Mahkemece yasal düzenlemelere uygun olarak dosya kapsamındaki bilgi, belge ve toplanan deliller değerlendirilerek isabetli gerekçeyle karar verilmiş olduğu, taraf vekillerince ileri sürülen istinaf sebeplerinin yerinde olmadığı, mahkeme kararında usul ve esas yönünden yasaya aykırılık bulunmadığı anlaşılmakla, taraf vekillerinin bu karara karşı yapmış oldukları istinaf başvurularının 6100 sayılı HMK’nın 353/(1)-b.1 maddesi uyarınca ayrı ayrı esastan reddine karar verilmesi gerekmiş ve aşağıdaki hüküm kurulmuştur.

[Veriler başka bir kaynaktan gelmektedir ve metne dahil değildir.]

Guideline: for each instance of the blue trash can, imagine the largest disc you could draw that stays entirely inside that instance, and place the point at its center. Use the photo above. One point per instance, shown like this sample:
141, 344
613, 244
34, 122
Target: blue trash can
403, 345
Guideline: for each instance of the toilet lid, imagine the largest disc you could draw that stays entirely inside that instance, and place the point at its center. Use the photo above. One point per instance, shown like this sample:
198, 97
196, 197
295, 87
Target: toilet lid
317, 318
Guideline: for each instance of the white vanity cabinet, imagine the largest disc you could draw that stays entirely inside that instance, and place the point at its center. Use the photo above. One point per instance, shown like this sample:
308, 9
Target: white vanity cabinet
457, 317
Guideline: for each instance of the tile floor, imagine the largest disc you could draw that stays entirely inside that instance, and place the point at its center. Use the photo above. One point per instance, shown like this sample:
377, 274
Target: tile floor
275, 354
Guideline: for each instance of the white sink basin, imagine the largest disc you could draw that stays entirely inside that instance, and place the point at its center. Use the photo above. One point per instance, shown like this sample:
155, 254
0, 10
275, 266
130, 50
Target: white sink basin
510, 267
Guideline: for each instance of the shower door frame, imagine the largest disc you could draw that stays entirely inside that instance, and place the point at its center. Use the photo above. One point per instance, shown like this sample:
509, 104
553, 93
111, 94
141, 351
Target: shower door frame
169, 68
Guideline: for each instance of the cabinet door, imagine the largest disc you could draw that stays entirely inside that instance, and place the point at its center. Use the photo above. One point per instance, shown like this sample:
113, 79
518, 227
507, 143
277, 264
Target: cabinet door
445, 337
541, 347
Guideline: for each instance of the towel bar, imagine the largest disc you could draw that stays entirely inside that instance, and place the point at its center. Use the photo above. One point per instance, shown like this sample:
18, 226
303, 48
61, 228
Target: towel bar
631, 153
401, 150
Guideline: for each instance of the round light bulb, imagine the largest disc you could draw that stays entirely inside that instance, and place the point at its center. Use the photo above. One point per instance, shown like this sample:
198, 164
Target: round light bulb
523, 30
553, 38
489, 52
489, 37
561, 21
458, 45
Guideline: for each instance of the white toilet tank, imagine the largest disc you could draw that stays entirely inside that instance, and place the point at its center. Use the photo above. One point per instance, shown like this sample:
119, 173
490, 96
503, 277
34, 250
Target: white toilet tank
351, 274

HÜKÜM : Yukarıda açıklanan nedenlerle;
1 – Ankara 5. Asliye Ticaret Mahkemesi’nin 17/06/2021 tarihli 2018/479 Esas-2021/457 Karar sayılı kararı usul ve yasaya uygun bulunduğundan taraf vekillerinin bu karara karşı yapmış olduğu istinaf kanun yoluna başvurularının 6100 sayılı HMK’nın 353/(1)-b.1 maddesi gereğince ayrı ayrı ESASTAN REDDİNE,
2 – Davacının istinaf başvurusunun reddine karar verilmiş olduğundan alınması gerekli 80,70 TL maktu istinaf karar ve ilam harcından davacı tarafından peşin olarak yatırılan 59,30 TL harç bedelinin mahsubu ile kalan 21,40 TL maktu istinaf karar ve ilam harç bedelinin davacıdan alınarak Hazine’ye gelir kaydına,
3 – Davacı tarafından yatırılan 162,10 TL istinaf kanun yoluna başvurma harcı ile istinaf yargılama giderlerinin kendi üzerinde bırakılmasına,
4 – Davalının istinaf başvurusunun reddine karar verilmiş olduğundan alınması gerekli 340.135,48 TL nispi istinaf karar ve ilam harcından davalı tarafından peşin olarak yatırılan 85.034,00 TL harç bedelinin mahsubu ile kalan 255.101,48 TL nisbi istinaf karar ve ilam harç bedelinin davalıdan alınarak Hazine’ye gelir kaydına,
5 – Davalı tarafından yatırılan 162,10 TL istinaf kanun yoluna başvurma harcı ile istinaf yargılama giderlerinin kendi üzerinde bırakılmasına,
6 – Kararın dairemizce taraflara tebliğine,
Dair dosya üzerinde yapılan inceleme sonucunda 6100 Sayılı HMK’nın 361/1 maddesi gereğince kararın taraflara tebliği tarihinden itibaren 2 hafta içinde Yargıtay’da TEMYİZ yolu açık olmak üzere 01/03/2022 tarihinde oy birliği ile karar verildi.